お兄ちゃんが敵の大将になってしまいました。
ふさぎ込むことが多くなり、伏せっていた朝氏の寝室。
そこへ近侍が止めるのも聞かず、藤井宗秀がずかずかと上がり込む。
朝氏は慌てて体を起こした。
「亜相の書状は読んだか」
前置きもない宗秀の問いに、朝氏は無言でうなずいた。
亜相とは大納言の唐名で親房のことを指す。
親房は関東中の武将に書状を送り、南朝へ帰順するよう働きかけ、恭順の意を示す者へ念書を求めた。

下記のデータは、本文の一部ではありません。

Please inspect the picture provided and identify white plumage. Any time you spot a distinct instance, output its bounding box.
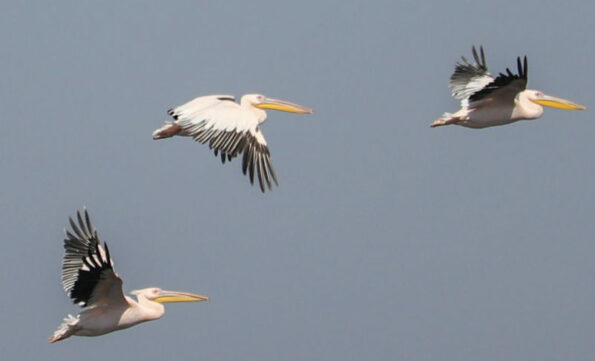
[49,209,208,342]
[430,47,585,128]
[153,94,312,192]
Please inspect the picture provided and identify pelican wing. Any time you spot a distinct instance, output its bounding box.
[469,56,527,107]
[62,209,126,307]
[170,96,278,192]
[240,127,279,193]
[448,46,494,101]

朝氏は生け捕りにされた際、南朝帰属を条件に解放されている。彼が念書を書くのは当然だと。
宗秀は苛立っていた。
南朝へは何度も下野国司の任官を要請しながら、親房が序列を盾に承諾しなかったからだ。(もっとも本当に序列を重んじる人間ならば、南朝になど属してないはずだが)長く傍系にあった藤井では小山一門の領袖として不足、と見られたのだろう。このまま後ろ盾として朝氏を支えるよう命じられ、彼に起請文を書かせるのも宗秀の任務とされた。
彼の心中は朝氏にも読めた。
――先月までは他国の武将同様日和っていたのに。
国司の件はともかく、小山宗家から奪った領地の安堵は南朝によるものだ。
それをしてなお不満げな宗秀の手元を見た。
起請文。
宗広から釈放された際にも書かされた。
心にもない誓約書。
宗広の死で解放されたと思っていたのに。
宗秀が、親房が、彼の亡霊のように現れて朝氏を苦しめる。
南朝に下るということ。
出世のため、保身のため、あるいは忠義のため。
これまで武家方として戦ってきた過去を捨てるほどの。
理由のある人はいい。
けれど、朝氏には理由がない。自分を偽る理由でさえ。
――何のために?
朝氏は目眩を覚える。
宗秀は、そんな少年領主を床から引き摺るようにして文机の前に座らせた。
背中を支えながら彼の手に筆を握らせ、紙面に向かわせる。
否やは言わせねと。
見かねた野崎が、
「殿は気分が優れぬようすです。また日を改めてお越し頂ければ、その際にお渡しします故・・・・・・」
制しかけるのを、
「生憎と、今日は手ぶらで帰るつもりはないのだ」
きっと睨みつける。
後日ともなれば、必ず大後家の尼が口を挟む。大後家のいない今が好機なのだ。
朝氏はぼんやりした頭で、宗秀の為すがまま筆を動かした。
まるで傀儡のように。
目的を達した宗秀は、朝氏がしたためた書状にふうふうと息をかけながら上機嫌で部屋を後にした。
「相変わらず、お行儀の悪い」
野崎がぽつりと言う。
――これは毒だ。
朝氏は気分が悪いと人払いさせ、再び床に伏せった。
結城宗広は死ぬ前に、血族へ毒を注ぎ込んだのだ。
だが、宗広こそ毒に中てられた人間ではなかったか。
人を酔わせる権力の甘い毒。
毒に蝕まれた藤井も、己れを待ち受ける運命を知らない。
それを知り得る朝氏は、あまりにも無力だった。
「藤井など、小山に入れなければ良かった」
野崎から一部始終を聞いた大後家の尼は吐き捨てるように言った。
彼女にふさわしくない激情。
確かに朝氏への国司補任は後醍醐によるものだった。しかし、この下野では国守も守護職も小山宗家の世襲が慣例だった。武将の妻として、母として、祖母として、何の今さら宮方などに。朝氏が生け捕られた際の約束など、宗広が死んでいくらでもうやむやにできたものを。
大後家は己れの意思を貫く。
南朝投降などなかったように、幕府を立て、鎌倉府に寄り添い、今まで通り朝氏の補佐役として下野の治政に心を砕いた。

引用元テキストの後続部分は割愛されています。